La réalisatrice féministe, Andréa Bescond, a été condamnée hier par le tribunal de Caen pour diffamation à l’encontre de l’athlète Wilfried Happio, placé en garde à vue pour agression sexuelle en décembre 2022. Elle dénonce auprès de Causette une procédure bâillon, qui consiste à attaquer en diffamation les personnes qui dénoncent des violences sexuelles.
Le verdict est tombé hier. Pour avoir écrit « On va pouvoir monter le club des athlètes violeurs » , au sujet du sportif Wilfried Happio accusé de violences sexuelles, la réalisatrice féministe, Andréa Bescond, a été condamnée, jeudi 7 septembre, pour diffamation. L’athlète avait été placé en garde à vue pour agression sexuelle en décembre 2022.
. La militante féministe a été condamnée par le tribunal judiciaire de Caen (Calvados) à une amende de 2000 euros avec sursis, mais aussi à verser 1500 euros de dommages et intérêts à Wilfried Happio ainsi que le remboursement de ses frais d’avocats.

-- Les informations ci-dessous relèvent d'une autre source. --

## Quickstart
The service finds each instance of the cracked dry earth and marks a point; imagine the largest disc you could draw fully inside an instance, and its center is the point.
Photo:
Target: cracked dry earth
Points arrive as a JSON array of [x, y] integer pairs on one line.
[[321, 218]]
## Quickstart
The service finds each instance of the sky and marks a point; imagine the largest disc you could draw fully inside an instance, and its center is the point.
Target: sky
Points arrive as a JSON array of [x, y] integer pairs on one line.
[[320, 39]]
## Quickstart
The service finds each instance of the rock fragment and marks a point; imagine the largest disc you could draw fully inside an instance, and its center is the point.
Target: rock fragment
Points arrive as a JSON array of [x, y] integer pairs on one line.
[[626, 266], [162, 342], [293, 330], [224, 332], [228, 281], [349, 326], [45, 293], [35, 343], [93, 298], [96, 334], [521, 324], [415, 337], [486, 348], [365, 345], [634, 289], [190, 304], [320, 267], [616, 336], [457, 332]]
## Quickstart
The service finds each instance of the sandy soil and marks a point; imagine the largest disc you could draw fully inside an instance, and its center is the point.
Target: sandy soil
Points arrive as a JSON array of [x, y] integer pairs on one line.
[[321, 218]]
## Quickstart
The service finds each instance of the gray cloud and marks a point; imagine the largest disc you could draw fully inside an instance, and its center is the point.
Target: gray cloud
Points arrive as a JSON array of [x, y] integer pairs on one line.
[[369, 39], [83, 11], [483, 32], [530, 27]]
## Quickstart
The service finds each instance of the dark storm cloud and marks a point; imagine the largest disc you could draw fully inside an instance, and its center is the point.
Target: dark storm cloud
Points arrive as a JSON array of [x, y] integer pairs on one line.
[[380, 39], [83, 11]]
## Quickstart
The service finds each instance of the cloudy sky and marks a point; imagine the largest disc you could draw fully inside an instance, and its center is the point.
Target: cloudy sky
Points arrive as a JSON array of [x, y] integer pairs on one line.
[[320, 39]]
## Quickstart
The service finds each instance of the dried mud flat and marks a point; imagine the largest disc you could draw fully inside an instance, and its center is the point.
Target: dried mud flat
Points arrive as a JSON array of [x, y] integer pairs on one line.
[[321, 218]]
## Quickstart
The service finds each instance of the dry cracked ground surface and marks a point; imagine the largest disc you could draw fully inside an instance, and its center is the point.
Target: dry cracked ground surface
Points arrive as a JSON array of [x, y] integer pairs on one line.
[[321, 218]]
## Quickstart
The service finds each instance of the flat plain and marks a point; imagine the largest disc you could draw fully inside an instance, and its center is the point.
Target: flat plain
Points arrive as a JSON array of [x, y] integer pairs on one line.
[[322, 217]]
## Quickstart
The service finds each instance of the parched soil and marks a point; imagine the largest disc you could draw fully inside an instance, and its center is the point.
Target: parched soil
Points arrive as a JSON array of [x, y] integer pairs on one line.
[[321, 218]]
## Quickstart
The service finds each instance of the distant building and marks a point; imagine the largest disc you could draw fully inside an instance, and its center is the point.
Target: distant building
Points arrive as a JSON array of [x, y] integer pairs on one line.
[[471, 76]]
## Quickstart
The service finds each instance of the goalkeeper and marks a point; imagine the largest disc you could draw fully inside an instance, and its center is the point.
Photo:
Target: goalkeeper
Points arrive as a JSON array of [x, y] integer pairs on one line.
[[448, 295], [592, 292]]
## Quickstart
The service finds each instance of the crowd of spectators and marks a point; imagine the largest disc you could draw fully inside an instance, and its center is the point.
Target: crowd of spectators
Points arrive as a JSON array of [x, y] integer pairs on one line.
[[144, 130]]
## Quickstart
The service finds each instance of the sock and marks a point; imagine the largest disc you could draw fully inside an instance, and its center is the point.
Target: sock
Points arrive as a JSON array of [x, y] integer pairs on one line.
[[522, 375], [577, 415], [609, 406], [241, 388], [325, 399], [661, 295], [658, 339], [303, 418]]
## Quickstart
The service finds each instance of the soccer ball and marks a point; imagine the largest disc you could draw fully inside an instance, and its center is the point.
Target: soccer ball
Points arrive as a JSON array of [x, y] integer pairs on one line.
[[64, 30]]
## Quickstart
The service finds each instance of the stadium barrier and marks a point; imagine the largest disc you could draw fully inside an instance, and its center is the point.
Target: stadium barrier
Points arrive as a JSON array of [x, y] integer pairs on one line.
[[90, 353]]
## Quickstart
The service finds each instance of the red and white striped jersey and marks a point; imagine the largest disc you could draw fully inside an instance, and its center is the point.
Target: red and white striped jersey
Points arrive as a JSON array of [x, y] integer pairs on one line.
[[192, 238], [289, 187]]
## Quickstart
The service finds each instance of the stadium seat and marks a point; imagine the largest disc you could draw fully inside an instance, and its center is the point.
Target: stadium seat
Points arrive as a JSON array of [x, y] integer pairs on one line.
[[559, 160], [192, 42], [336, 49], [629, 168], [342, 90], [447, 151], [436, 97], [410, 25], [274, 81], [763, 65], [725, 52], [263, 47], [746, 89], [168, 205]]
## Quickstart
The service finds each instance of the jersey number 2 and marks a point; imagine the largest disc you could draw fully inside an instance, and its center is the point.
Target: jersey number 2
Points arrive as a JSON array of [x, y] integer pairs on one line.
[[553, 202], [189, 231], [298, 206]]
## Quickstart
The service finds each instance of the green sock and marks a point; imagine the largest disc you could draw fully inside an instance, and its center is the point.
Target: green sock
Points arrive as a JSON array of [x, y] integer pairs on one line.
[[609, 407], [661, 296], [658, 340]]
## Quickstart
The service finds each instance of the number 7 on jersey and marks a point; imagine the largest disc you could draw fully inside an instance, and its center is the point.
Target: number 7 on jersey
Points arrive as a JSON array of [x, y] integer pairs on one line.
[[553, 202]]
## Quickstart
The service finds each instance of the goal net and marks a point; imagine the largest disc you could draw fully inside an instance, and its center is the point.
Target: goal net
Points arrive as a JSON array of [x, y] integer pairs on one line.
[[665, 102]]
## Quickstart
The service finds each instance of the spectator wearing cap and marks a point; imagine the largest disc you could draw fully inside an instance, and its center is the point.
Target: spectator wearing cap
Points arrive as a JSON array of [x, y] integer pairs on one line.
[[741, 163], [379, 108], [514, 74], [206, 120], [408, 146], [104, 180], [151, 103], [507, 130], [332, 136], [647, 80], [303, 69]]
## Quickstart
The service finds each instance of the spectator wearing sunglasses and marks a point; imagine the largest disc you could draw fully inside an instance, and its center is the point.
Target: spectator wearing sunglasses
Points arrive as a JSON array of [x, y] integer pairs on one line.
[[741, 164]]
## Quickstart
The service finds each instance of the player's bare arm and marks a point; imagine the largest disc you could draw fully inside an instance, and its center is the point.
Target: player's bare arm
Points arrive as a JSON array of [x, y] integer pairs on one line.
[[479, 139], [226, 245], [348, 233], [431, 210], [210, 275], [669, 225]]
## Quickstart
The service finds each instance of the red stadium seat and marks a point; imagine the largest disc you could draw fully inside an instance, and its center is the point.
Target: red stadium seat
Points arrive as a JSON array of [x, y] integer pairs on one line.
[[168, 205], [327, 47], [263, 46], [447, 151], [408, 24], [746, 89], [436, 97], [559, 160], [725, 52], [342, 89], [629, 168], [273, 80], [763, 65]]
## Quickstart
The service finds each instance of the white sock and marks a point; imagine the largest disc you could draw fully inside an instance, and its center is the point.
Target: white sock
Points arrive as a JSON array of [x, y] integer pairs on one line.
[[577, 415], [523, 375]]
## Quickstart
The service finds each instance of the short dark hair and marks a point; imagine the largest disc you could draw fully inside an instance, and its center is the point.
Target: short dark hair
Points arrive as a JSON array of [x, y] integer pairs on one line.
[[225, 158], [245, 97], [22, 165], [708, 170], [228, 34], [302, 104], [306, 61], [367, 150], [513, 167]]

Andréa Bescond était poursuivie par l’athlète de 24 ans pour l’avoir mentionné dans l’un de ses célèbres « posts noirs », dans lesquels elle interpelle, écriture blanche sur fond noir, régulièrement des hommes accusés de violences ainsi que les dysfonctionnements de la justice dans ce type d’affaires
Le 20 décembre 2022. Quelques heures après l’annonce de la mise en garde à vue d’Happio, Andréa Bescond rédige donc un de ces posts noirs dans lequel elle écrit : « Tu es Wilfried Happio. Tu es un athlète professionnel. Tu es en garde à vue car tu es accusé d’agressions sexuelles. On va pouvoir monter le club des athlètes violeurs » en référence aux nombreuses accusations de violence sexistes et sexuelles qui émaillent le milieu du sport depuis quelques mois.
Wilfried Happio avait été placé en garde à vue dans le cadre d’une enquête préliminaire ouverte après une plainte pour agression sexuelle déposée par une athlète de 19 ans. Les faits se seraient déroulés le 20 septembre 2021 à l’Institut national du sport, de l’expertise et de la performance (Insep) au retour d’une soirée organisée par un sponsor commun aux deux athlètes. La jeune femme dénonçait des attouchements répétés. Cinq mois avant sa mise en garde à vue, Wilfried Happio avait été frappé au visage lors des championnats de France d’athlétisme par le frère de la victime présumée. En juin dernier, la plainte de la jeune femme avait été classée sans suite par le parquet de Paris.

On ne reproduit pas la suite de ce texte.